On Mon, 2 Oct 1995, Rev. Mark Grant wrote:
Over the weekend I hacked up a one-time-pad generator from the random number code I've been writing for Privtool, which uses noise from the audio device to generate random numbers.
The code basically reads in a 512-byte block from /dev/audio, then takes the MD5 of that block to generate 16 bytes of the OTP. The raw audio data I'm getting is not particularly random and will compress by 3:1 using gzip or compress, so I'm assuming that using a 32:1 ratio here via MD5 will give a truly random output (it's certainly uncompressible).

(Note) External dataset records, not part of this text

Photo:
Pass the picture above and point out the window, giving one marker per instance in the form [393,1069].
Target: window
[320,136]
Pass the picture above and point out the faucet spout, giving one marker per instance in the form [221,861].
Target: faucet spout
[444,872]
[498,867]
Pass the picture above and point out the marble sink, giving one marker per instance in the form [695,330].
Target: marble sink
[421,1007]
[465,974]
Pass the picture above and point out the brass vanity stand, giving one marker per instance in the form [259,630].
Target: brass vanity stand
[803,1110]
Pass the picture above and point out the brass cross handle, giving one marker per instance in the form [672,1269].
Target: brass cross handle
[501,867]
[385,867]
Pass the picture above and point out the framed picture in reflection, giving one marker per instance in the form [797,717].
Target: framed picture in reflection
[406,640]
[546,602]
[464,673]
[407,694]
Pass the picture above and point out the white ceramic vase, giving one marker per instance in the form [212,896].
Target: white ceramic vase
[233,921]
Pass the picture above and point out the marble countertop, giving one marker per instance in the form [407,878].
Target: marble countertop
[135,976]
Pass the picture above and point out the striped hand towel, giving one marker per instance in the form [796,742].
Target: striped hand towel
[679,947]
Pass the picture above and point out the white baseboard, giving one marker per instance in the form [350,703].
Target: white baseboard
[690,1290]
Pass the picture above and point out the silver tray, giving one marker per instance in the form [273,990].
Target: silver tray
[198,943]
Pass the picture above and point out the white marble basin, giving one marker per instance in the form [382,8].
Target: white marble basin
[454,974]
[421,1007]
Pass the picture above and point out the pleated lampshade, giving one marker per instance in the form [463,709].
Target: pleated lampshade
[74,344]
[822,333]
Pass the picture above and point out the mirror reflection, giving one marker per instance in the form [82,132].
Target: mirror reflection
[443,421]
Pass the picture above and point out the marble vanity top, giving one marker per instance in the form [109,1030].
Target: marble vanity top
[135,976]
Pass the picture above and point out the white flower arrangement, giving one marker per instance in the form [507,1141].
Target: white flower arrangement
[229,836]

I wouldn't bet on it. I did a similar hack with perl, with a much more conservative 5 seconds to 32 bytes. That didn't cut it, when I ent'ed the result it gave 6 bits of entropy / 8 bits of output. I do recall posting it here.
Before I release the source code to the Net, can anyone give me any good reasons to believe that this won't produce physically random output, or make suggestions on how to test, or improve, the generated output ? There's a #define which can be used to easily increase the amount of data fed into the MD5, but at the moment it will only generate about 1 MB per hour on a Sparcstation (limited by the audio input rate), so I don't want to increase that if I don't have to.
Um.. I would try to generate bits quickly, then securely, so for example you get a 2k buffer and do it 5 sec / 128 bits. Then slow down and overwrite the buffer and give warnings if the user wants to use the bits too early.